ACM Group will then primarily focus on IB business from emerging markets. Each of our customers has a very close relationship with Alpha so this process will be very smooth and as always, we will discuss and agree with each customer based around what they need and long term what is the best option for their long-term business success.
FM: What are the main synergies between Alpha and CFH?
RH: This transaction is about empowering TradeTech with technology, risk management and dealing capabilities. We see this as valuable for the group as a whole. As we become bigger in size with more customers on both liquidity and services, this becomes a more important role altogether for us in order to maximize the opportunity.
FM: Low volatility has been a challenge for several companies until recently. Is the diversification of market making and STP key to handling such periods?
RH: Absolutely, as I mentioned before, the key is about having a variety of capabilities.
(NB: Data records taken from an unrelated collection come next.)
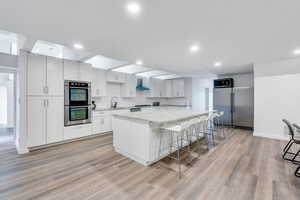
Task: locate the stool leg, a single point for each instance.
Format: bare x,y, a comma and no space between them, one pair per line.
287,150
295,156
178,157
297,173
287,145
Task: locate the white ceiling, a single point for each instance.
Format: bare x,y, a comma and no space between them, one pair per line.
234,32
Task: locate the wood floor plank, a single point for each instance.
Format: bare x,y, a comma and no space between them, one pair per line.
242,167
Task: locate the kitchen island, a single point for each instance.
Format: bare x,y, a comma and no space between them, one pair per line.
137,135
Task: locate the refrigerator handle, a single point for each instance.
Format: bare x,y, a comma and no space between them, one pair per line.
232,103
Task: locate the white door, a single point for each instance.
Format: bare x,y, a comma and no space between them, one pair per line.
85,72
133,82
71,70
36,74
98,82
55,119
55,76
106,123
36,113
181,87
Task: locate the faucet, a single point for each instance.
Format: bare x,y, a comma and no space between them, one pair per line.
113,102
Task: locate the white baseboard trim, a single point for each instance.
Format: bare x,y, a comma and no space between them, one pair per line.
22,150
271,136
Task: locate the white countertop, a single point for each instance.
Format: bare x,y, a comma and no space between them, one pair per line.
161,116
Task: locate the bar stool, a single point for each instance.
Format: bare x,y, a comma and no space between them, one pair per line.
292,141
199,129
181,133
209,127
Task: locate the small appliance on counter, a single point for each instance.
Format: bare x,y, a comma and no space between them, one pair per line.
143,105
156,103
237,103
94,106
77,100
135,109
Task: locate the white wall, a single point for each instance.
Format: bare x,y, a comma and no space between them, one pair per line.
199,95
9,108
276,96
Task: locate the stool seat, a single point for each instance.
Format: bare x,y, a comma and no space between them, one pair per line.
175,128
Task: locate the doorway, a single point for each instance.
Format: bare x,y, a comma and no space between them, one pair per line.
7,107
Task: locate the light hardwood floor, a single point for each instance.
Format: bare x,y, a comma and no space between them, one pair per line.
243,167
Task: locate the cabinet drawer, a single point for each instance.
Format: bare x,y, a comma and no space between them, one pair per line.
72,132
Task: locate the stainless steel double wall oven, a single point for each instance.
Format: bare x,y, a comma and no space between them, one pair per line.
77,103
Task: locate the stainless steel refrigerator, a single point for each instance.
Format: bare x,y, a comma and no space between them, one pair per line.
237,104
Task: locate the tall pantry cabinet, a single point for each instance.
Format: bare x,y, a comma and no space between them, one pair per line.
45,100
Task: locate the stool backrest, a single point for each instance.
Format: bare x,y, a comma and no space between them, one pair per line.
290,128
297,127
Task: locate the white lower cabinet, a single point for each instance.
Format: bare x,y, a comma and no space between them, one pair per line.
72,132
101,122
45,120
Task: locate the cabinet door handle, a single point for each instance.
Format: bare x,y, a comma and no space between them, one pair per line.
46,103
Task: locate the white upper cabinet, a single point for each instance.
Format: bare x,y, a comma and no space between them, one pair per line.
71,70
55,77
36,75
98,82
128,89
85,72
152,86
115,77
157,87
169,89
178,88
160,87
44,76
36,123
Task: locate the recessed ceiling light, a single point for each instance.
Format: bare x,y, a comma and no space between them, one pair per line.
134,8
297,51
139,62
194,48
78,46
218,64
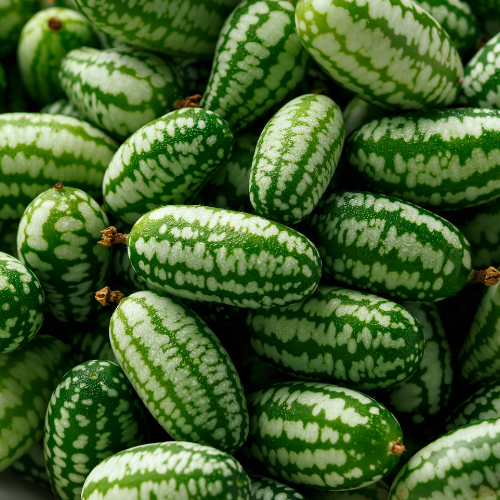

What’s relevant for one part of the business may not be relevant to the other. In times of volatility, Alpha’s knowledge and capabilities becomes more valuable than ever, and during quiet times, it’s about sustainability and focusing growth on the core business KPIs.
FM: Will Tradetech offer cryptocurrency liquidity? If so, how?
RH: This is something we are evaluating and testing as we speak. In principle, we are looking to do so as it becomes an important milestone and not many can be in a position to offer that in the space. TradeTech whether through CFH, or TradeTech Alpha would be the best venue for that liquidity given our size, position and offering. So we do see that as an important evolution for us.